Washington, DC/ Department of Energy Emergency Bulletin - Officials have traced the cause of a nationwide 'Blackout' of all power sources to a disgruntled Middle American who said he took drastic action against the government after every single TV program on Sunday was preempted by President Obama during a marathon political sales campaign.
In addition to appearing on every Sunday talk show, the President preempted every Professional Football Game, the Professional Bowling Association's 'Big Roll Off', the sports biggest event, the Female Pocket Pool & Billiard Championship from Las Vegas, and the long awaited cook off on the Food Channel where Abel Rodriquez and Hal A. Peno were slated to have their Chile competition in front of thousands of 'hot tamales' that had turned out to see their 2010 Nude Spoof Calendar favorites in person.
The man, who said he had just enough of Obama, relied on the talents of his 9 year old nephew who was visiting from Hong Kong, to hack into the nation's highly secretive power grid and simultaneously shut down every source of man made energy, thereby erasing, at least for a time, the President's Gigantic Carbon Footprint of gaseous emissions.
Due to the outage fans never got to see Jessica Simpson show up in Dallas with Pacman Jones, so affecting former Dallas Cowboy Quarterback Tony Romo, that he was sacked 49 1/2 times, a new record, and wind up with a quarterback rating of less than 30 in the humiliating loss.
Up in Maine, New England Patriot's fans were reduced to 'listening to their radios in the dark', while Brady's Bunch was smothered by the Jets.

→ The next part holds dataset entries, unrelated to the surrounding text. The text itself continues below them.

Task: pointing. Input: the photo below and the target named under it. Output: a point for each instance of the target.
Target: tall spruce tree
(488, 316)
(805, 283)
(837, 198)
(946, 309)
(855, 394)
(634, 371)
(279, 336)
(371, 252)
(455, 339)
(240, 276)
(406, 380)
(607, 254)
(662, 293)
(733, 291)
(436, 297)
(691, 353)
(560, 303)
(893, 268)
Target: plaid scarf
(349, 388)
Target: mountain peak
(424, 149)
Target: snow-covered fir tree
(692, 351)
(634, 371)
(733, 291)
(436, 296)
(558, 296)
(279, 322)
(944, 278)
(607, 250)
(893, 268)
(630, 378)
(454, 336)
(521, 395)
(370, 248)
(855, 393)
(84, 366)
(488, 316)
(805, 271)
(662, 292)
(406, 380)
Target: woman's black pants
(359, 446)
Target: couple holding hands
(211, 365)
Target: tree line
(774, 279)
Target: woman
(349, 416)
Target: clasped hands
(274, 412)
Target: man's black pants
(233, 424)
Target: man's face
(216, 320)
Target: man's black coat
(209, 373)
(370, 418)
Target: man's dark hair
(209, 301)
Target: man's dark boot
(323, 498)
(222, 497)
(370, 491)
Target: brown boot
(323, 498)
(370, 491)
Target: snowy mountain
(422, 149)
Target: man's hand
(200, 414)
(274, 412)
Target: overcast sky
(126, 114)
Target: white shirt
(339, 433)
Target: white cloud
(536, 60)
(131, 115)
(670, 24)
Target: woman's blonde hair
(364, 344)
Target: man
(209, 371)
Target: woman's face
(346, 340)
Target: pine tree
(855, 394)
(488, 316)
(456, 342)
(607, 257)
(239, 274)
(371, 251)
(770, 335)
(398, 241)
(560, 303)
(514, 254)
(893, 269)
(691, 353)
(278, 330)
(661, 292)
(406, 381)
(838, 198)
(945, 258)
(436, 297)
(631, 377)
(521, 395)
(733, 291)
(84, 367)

Temperamental tight ends Terrill Owens of the Cowboys, and 'Ocho Cinco' of the Bengals, were so pissed off by the black out that they refused to play due to lack of media coverage. They reluctantly returned to the field when
told that the team's PR vice president would have their highlights on U Tube later in the day.
Robert Gibbs, White House Press secretary, said Obama's speeches went well despite the fact he couldn't use his teleprompters. "As usual, the President stated his case quite eloquently," said Gibbs, "and he was received warmly and enthusiastically by millions of supporters in the homes of the nonviewing audience!"
A poll taken later by Fox news, after power was restored, said that for the first time since inauguration day Obama's Popularity for Not Appearing, reached a 100% Approval Rating.
Glen Beck said the Poll was 'the one thing' that really made him happy.
The second thing, he said, was that there was no soccer matches telecast, either!